If you are doing these policies at logout, you can replace it with $3, which by default Casper Suite will assign to the current logged in user.
But I would personally just replace it with another variable to get the logged in user and then pass that to the command, just to be safe.

#!/bin/sh

loggedInUser=$(stat -f%Su /dev/console)

rm -Rf /Users/$loggedInUser/Library/Keychains/*

Taking it back a step though, I'd be cautious about just blowing away all files/folders in the Keychains directory. There may be other items there you (or the client) don't want deleted. For example, you can create additional keychains within Keychain Access.app and store data in there which can have their own unique passwords. But it's up to you. It should be fine to target to the login.keychain and the Local Items Keychain directory only for deletion in my experience.

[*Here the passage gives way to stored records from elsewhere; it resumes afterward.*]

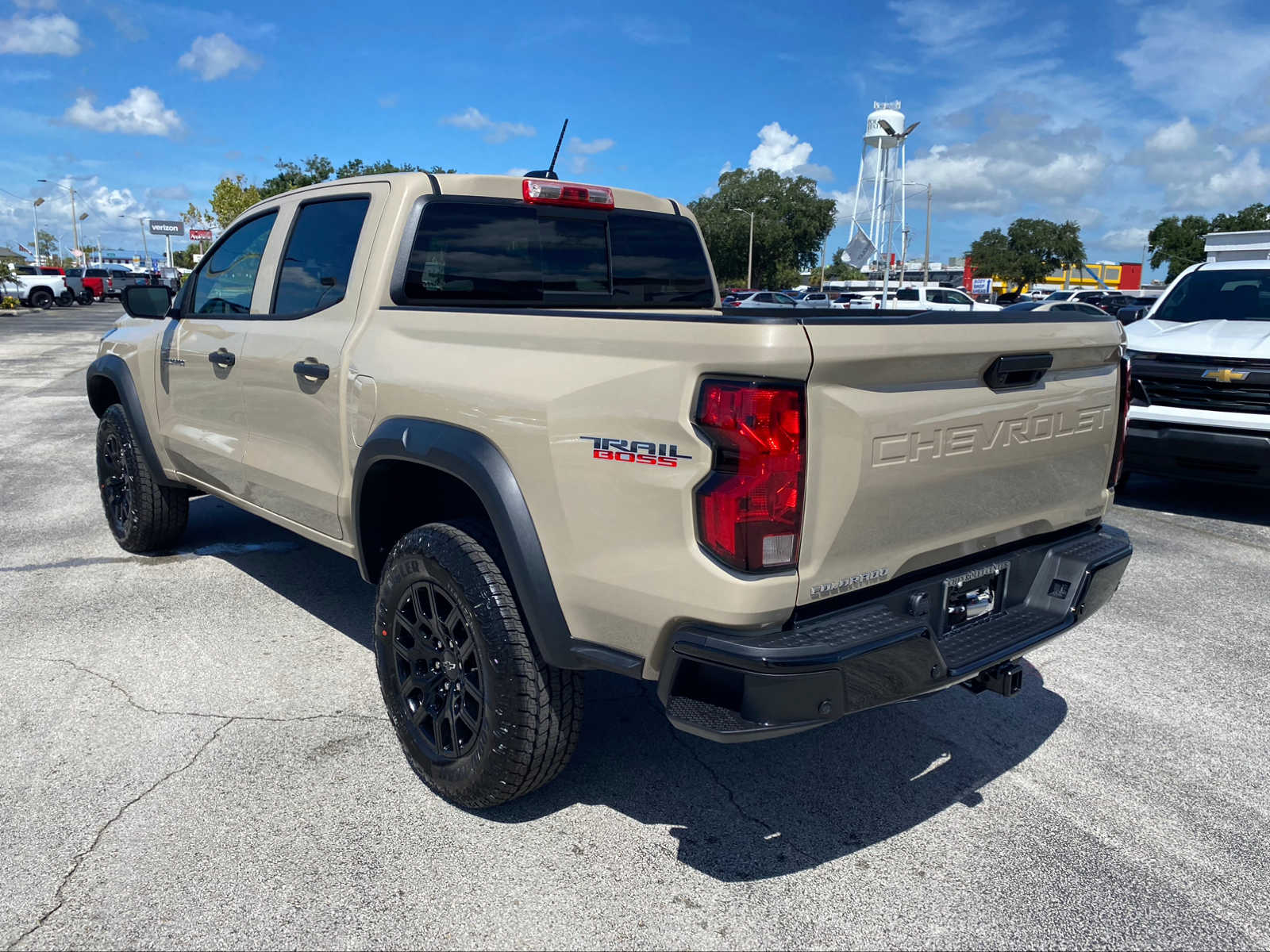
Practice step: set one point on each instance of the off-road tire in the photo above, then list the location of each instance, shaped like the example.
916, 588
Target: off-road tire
154, 516
531, 712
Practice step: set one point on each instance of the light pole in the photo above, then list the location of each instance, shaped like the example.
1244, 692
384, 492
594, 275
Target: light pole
35, 217
74, 220
144, 243
749, 262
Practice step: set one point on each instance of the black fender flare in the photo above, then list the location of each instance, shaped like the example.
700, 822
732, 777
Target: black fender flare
114, 368
475, 461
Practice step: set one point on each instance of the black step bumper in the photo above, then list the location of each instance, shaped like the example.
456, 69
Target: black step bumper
867, 651
1206, 454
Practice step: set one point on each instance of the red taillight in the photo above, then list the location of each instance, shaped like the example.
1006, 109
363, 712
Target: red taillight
749, 509
548, 192
1123, 427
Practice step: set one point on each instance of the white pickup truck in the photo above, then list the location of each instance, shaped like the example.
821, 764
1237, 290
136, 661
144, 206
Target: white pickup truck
922, 298
1202, 378
36, 290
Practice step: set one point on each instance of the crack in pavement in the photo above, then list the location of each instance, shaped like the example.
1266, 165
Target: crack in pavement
210, 715
59, 895
677, 735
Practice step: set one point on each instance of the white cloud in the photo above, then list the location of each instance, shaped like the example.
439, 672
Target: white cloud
1226, 190
1128, 239
56, 35
495, 132
783, 152
600, 145
216, 56
143, 113
1200, 57
1178, 137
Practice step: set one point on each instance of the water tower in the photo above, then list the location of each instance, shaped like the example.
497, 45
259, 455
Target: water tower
882, 182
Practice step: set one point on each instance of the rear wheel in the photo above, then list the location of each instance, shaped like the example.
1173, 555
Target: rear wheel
480, 716
144, 514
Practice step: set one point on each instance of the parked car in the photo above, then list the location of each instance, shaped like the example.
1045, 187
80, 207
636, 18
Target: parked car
99, 281
67, 296
75, 282
791, 528
937, 300
1073, 295
764, 298
1202, 378
1066, 309
36, 290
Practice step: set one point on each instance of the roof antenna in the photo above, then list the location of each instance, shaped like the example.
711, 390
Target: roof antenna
549, 173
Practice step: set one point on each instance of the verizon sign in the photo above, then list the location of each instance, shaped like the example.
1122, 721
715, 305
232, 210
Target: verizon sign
167, 228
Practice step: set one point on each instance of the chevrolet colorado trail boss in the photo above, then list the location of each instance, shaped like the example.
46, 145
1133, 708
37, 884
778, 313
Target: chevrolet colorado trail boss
518, 405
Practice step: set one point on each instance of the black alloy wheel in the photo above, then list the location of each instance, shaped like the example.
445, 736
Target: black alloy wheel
438, 670
116, 482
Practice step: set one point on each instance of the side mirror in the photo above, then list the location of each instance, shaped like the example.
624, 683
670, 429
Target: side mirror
146, 301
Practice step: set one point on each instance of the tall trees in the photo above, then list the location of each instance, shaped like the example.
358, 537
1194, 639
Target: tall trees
1029, 251
233, 196
791, 224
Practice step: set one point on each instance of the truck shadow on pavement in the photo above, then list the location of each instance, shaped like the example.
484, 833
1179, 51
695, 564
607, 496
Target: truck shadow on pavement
736, 812
1206, 501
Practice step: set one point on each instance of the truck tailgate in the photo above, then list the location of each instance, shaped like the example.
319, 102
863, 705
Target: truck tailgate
914, 460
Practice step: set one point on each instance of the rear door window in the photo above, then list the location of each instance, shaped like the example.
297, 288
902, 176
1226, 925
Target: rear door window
226, 281
473, 253
319, 255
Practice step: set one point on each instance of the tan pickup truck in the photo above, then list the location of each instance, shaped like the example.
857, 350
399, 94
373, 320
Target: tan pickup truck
518, 404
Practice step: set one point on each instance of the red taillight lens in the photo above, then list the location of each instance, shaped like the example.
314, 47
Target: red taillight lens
749, 509
549, 192
1123, 427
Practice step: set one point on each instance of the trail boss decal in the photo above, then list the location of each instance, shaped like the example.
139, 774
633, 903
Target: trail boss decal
634, 451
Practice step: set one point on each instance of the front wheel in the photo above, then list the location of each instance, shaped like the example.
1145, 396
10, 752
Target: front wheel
480, 716
143, 513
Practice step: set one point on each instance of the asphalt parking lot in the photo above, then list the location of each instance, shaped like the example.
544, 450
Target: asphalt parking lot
196, 755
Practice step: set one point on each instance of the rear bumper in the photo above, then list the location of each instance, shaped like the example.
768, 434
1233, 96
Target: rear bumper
1199, 452
734, 685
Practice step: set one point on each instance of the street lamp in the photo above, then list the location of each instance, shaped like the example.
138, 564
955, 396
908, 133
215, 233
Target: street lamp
74, 220
144, 243
35, 219
749, 262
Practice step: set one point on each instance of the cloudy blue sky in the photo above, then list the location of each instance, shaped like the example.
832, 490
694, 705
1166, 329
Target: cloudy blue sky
1109, 113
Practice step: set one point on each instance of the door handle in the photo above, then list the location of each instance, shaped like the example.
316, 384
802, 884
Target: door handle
305, 368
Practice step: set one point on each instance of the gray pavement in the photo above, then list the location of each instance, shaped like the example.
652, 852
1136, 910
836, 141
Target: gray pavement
196, 755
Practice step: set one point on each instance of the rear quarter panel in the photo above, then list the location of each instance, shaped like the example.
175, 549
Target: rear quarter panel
619, 537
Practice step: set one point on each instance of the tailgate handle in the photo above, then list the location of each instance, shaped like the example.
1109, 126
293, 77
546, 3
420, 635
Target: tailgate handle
1018, 371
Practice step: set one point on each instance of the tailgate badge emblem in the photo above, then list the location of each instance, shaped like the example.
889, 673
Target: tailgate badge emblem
1226, 374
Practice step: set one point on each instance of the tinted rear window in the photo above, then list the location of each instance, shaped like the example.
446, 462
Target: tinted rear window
1218, 296
470, 253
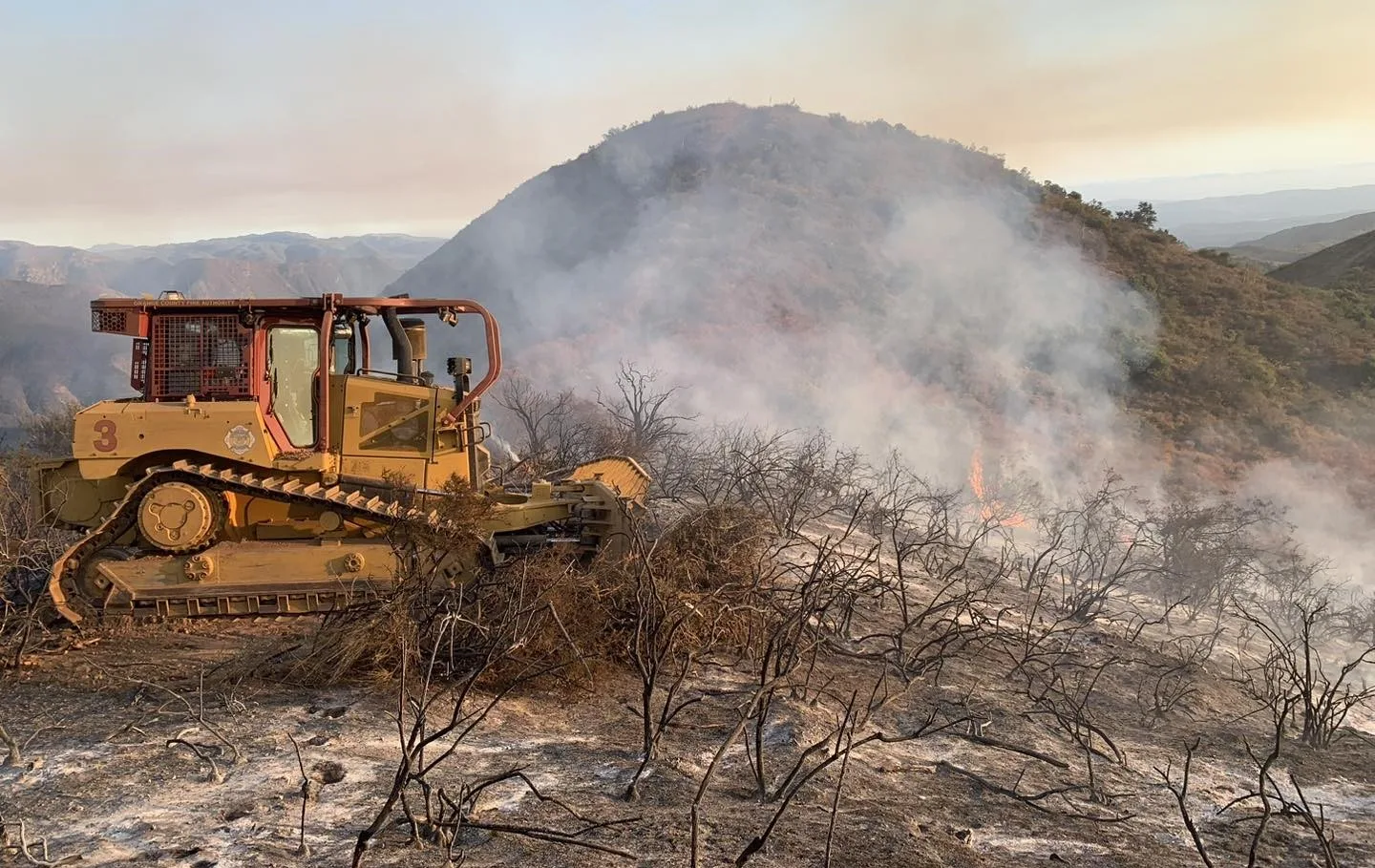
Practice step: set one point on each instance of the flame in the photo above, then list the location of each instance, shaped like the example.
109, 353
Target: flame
989, 509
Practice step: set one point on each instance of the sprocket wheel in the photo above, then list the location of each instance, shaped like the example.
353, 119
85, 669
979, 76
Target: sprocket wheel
179, 518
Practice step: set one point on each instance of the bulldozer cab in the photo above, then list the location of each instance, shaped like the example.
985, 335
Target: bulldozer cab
321, 388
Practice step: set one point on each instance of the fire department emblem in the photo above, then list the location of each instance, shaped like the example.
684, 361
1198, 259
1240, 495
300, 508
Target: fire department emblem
240, 439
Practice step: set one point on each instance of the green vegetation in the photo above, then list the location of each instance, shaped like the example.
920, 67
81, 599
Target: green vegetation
1244, 366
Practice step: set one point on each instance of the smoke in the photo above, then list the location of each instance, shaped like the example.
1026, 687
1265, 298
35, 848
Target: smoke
156, 121
805, 272
1324, 516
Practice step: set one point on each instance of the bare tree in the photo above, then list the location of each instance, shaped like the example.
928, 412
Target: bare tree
1297, 665
641, 413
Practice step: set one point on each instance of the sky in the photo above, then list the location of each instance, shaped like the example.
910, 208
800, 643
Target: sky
143, 121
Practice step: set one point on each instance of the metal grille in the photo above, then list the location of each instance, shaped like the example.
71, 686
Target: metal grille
139, 366
108, 321
202, 355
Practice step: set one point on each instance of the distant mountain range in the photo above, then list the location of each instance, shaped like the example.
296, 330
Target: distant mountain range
1294, 243
252, 265
1220, 222
1350, 263
47, 351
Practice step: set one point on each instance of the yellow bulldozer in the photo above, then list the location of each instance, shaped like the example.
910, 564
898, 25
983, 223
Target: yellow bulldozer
264, 464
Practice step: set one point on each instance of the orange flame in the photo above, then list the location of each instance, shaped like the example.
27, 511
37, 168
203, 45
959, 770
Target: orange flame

EDIT: Never mind the above on not deleting all items in Keychains. I didn't read close enough that these are lab machines, so removing everything is probably the better approach in this case.

farverk
New Contributor III

Thank's guys appreciate the help, save me a lot of searching time.

Aziz
Valued Contributor

This has worked flawlessly for us.

rm -rf /Users/$3/Library/Keychains/login.keychain

rm -rf /Users/$3/library/keychains/????????-????-????-????-????????????

echo "Deleted"

edit: should have refreshed before submitting :p

dvasquez
Valued Contributor

@mm2270 thank you for the information and script, it worked like a dream!

Xavier

jdye
New Contributor III

@mm2270 I just wanna say that it's over 2 years later and your script still works.

Just saved me a headache re: Password management! Thank you for contributing.